Reagan talks tough -- and he means it

President Reagan has gone directly to the people to get his economic program enacted. In his Feb. 18 speech before a joint session of Congress Mr. Reagan clearly was looking over the heads of his immediate audience to the millions of television viewers as he advised the senators and representatives assembled in front of him:

"The people are wathing and waiting."

For members of Congress who might be inclined to draf their feet in support of his proposals, the President had a challenge:

"Have they an alternative which offers a greater chance of balancing the budget, reducing and eliminating inflation, stimulating the creation of jobs, and reducing the tax burden?"

Again, from what Reagan, himself, calls his own "Bully Pulpit," the President was reminding the members of Congress that the American people were listening and that if any of the lawmakers were set on making trouble for him on the spending-cutting plan -- well, they might well upset their own voter constituencies back home.

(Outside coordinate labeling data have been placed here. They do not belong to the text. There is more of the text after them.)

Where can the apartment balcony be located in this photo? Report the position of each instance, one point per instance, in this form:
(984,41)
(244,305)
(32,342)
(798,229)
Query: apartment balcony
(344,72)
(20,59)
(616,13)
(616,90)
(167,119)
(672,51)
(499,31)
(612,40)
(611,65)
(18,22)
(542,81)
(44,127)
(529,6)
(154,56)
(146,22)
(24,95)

Thus, Reagan is playing big-power politics, right from the outset of his administration.

He is always amiable, never less than a gentleman as he moves to put his plan into effect. But his words are tough. The deep slashes in spending he intends will make millions of people shout "ouch" when they come to see what he has in mind.

Furthermore, Mr. Reagan is playing the hardest kind of hardball when he says to Congress, in effect, "You come along or the people are going to throw you out of office the first chance they get."

How is the President doing?

At the beginning anyway he seemed to have Congress, in a relative sense, of course, eating out of his hand.

That's because, already, the Democratic opposition has heard the message from home. They heard it when the voters punished some of the most visible liberals who were up for election. When Senators Church, McGovern, Bayh, Nelson, and Culver went down to defeat, the explanation seemed clear, for all to see and to heed.

Thus, at first anyway, the growling from members of Congress who would be expected to shout that Reagan was out to ruin the nation by dissolving the New Deal was more proforma than emotional. Sen. Edward M. Kennedy said this. Speaker of the House Thomas P. O'Neill Jr. and other liberals clearly have their anxieties about the Reagan cutting program -- they are worried that the poor will be damaged the most by the reductions.

But the great debate that was being predicted, with Reagan up against a fighting, passionately involved, liberal contingent in Congress has yet to take on that flavor -- if it ever does.

Instead, Congress -- and Democratic leaders everywhere -- are voicing their disagreements with Reagan quite civilly and talking more about compromise than stubborn resistance.

And the compromises that the liberals are talking about seem to be compromises at the President's terms.

Thus, there is every evidence -- at least at first -- that Reagan will get a substantial part of his economic-legislative package.

And when it happens -- and if it happens, of course -- the President will be probably positioned to call it a Reagan victory.